As already said, VTL is intended to operate at logical/conceptual level and independently of the implementation, actually allowing different implementations. For this reason, VTL-IM provides only for a core abstract view of data and calculations and leaves out the implementation aspects.

Some other aspects, even if logically related to the representation of data and calculations, are intentionally left out because they can depend on the actual implementation too. Some of them are mentioned hereinafter (for example the representation of real-world historical changes that impact model artefacts).

The operational metadata needed for supporting real processing systems are also out of VTL scope.

The implementation of the VTL-IM abstract model artefacts needs to take into account the specificities of the standards (like SDMX, DDI …) and the information systems for which it is used.

Structural artefacts and reusable rules

The structural artefacts of the VTL IM (e.g. a set of code items) as well as the artefacts of other existing standards (like SDMX, DDI, or others) are intrinsically reusable. These so-called “structural” artefacts can be referenced as many times as needed.

In order to empower the capability of reusing definitions, a main requirement for VTL 2.0 has been the introduction of reusable rules (for example, validation or aggregation rules defined once and applicable to different cases).

The reusable rules are defined through the VTL definition language and applied through the VTL manipulation language.

The core language and the standard library

VTL 1.0 contains a flat list of operators, in principle not related to one another. A main suggestion for VTL 2.0 was to identify a core set of primitive operators able to express all of the other operators present in the language. This was done in order to specify the semantics of available operators more formally, avoiding possible ambiguities about their behaviour and fostering coherent implementations. The distinction between ‘core’ and ‘standard’ library is not important to the VTL users but is largely of interest of the VTL technical implementers.

The suggestion above has been acknowledged, so VTL 2.0 manipulation language consists of a core set of primitive operators and a standard library of derived operators, definable in term of the primitive ones. The standard library contains essentially the VTL 1 operators (possibly enhanced) and the new operators introduced with VTL 2.0 (see below).

In particular, the VTL core includes an operator called “join” which allows extending the common scalar operations to the Data Sets. .

The user defined operators

VTL 1.0 does not allow defining new operators from existing ones, and thus the possible operators are predetermined.
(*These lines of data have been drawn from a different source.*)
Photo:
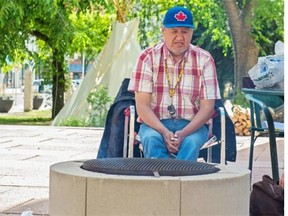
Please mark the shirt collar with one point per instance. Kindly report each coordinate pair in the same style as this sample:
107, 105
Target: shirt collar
168, 55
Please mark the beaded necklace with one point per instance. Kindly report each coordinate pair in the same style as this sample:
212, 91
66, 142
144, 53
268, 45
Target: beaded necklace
171, 107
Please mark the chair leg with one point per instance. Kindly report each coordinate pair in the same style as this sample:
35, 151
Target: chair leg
251, 154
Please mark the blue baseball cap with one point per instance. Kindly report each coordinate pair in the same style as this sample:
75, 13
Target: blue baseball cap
178, 17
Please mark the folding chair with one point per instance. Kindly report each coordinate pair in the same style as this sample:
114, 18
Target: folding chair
131, 142
258, 106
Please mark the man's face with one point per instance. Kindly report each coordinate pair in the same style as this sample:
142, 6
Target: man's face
177, 39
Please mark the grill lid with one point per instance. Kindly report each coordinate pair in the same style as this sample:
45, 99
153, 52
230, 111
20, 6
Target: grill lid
148, 167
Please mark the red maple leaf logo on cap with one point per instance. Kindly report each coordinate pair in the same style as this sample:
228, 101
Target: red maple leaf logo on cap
180, 16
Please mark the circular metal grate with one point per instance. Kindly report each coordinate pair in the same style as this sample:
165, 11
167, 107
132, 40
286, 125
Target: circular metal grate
148, 167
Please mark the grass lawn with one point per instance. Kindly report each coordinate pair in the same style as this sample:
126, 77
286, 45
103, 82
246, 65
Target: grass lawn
35, 117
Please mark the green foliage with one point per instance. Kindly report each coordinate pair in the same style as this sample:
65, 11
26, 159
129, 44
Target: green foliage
73, 122
268, 24
99, 102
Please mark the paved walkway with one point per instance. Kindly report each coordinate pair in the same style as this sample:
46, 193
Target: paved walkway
27, 152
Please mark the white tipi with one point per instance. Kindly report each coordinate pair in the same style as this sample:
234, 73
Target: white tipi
115, 63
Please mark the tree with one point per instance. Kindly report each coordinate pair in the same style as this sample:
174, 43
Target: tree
249, 22
54, 31
241, 29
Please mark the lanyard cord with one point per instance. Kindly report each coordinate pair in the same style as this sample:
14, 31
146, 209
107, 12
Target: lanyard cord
171, 89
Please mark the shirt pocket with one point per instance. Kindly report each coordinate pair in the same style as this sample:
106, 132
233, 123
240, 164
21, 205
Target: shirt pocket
191, 87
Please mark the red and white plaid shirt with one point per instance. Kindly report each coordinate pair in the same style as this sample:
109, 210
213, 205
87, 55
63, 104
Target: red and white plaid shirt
199, 80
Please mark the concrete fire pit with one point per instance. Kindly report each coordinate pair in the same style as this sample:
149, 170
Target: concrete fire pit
75, 191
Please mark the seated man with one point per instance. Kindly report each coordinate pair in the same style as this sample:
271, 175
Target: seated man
175, 87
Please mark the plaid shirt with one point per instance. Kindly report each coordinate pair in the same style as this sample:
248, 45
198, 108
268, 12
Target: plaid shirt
199, 80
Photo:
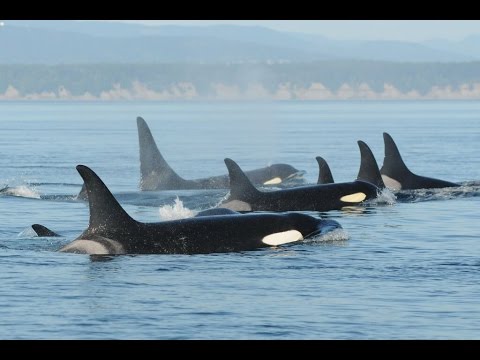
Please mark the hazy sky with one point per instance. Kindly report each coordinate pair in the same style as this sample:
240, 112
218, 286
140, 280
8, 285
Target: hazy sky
409, 30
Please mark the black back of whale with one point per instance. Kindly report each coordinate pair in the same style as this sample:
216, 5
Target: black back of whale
110, 224
368, 171
303, 198
156, 174
324, 173
42, 231
395, 168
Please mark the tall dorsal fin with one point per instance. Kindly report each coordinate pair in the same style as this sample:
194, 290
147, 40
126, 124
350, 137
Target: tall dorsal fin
154, 170
241, 187
106, 214
368, 167
324, 173
82, 195
393, 165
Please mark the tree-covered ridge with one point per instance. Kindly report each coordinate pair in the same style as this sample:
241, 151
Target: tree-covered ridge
205, 79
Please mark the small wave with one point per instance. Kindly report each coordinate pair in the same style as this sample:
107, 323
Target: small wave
22, 191
176, 211
334, 235
418, 195
385, 197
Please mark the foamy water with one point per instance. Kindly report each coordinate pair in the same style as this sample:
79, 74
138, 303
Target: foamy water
22, 191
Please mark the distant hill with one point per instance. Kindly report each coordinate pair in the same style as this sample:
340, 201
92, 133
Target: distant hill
311, 80
83, 42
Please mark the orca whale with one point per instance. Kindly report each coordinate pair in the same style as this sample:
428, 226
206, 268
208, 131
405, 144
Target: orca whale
369, 170
324, 173
397, 176
112, 231
42, 231
156, 174
304, 198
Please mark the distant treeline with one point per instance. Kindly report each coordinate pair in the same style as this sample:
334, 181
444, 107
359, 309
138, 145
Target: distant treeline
95, 78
Besides, thanks to the core operators and the standard library, VTL 2.0 allows to define new operators (also called “user-defined operators”) starting from existing ones. This is achieved by means of a specific statement of the VTL-DL (the “define operator” statement, see the Reference Manual).

This a main mechanism to enforce the requirements of having an extensible and customizable language and to introduce custom operators (not existing in the standard library) for specific purposes.

As obvious, because the user-defined operators are not part of the standard library, they are not standard VTL operators and are applicable only in the context in which they have been defined. In particular, if there is the need of applying user-defined operators in other contexts, their definitions need to be pre-emptively shared.

The VTL Definition Language

VTL 1.0 contains only a manipulation language (VTL-ML), which allows specifying the transformations of the VTL artefacts by means of expressions.

A VTL Definition Language (VTL-DL) has been introduced in version 2.0.

In fact, VTL 2.0 allows reusable rules and user-defined operators, which do not exist in VTL 1.0 and need to be defined beforehand in order to be invoked in the expressions of the VTL manipulation language. The VTL-DL provides for their definition.

Second, VTL 1.0 was initially intended to work on top of an existing standard, such as SDMX, DDI or other, and therefore the definition of the artefacts to be manipulated (Data and their structures, Variables, Value Domains and so on) was assumed to be made using the implementing standards and not VTL itself.

During the work for the VTL 1.1 draft version, it was proposed to make the VTL definition language able to define also those VTL-IM artefacts that have to be manipulated. A draft version of a possible artefacts definition language was included in VTL 1.1 public consultation, held until the beginning of 2017. The comments received and the following analysis evidenced that the artefact definition language cannot include the aspects that are left out of the IM (for example the representation of the historical changes of the real world impacting the model artefacts) yet are:

  1. needed in the implementations;

  2. influenced by other implementation-specific aspects;

  3. in real applications, bound to be extended by means of other context-related metadata and adapted to the specific environment.

In conclusion, the artefact definition language has been excluded from this VTL version and the opportunity of introducing it will be further explored in the near future.

In respect to VTL 1.0, VTL 2.0 definition language (VTL-DL) is completely new (there is no definition language in VTL 1.0).

The functional paradigm

In the VTL Information Model, the various types of statistical data are considered as mathematical functions, having independent variables (Identifiers) and dependent variables (Measures, Attributes), whose extensions can be thought of as logical tables (Data Sets) made of rows (Data Points) and columns (Identifiers, Measures, Attributes). Therefore, the main artefacts to be manipulated using VTL are the logical Data Sets, i.e. first-order mathematical functions [3].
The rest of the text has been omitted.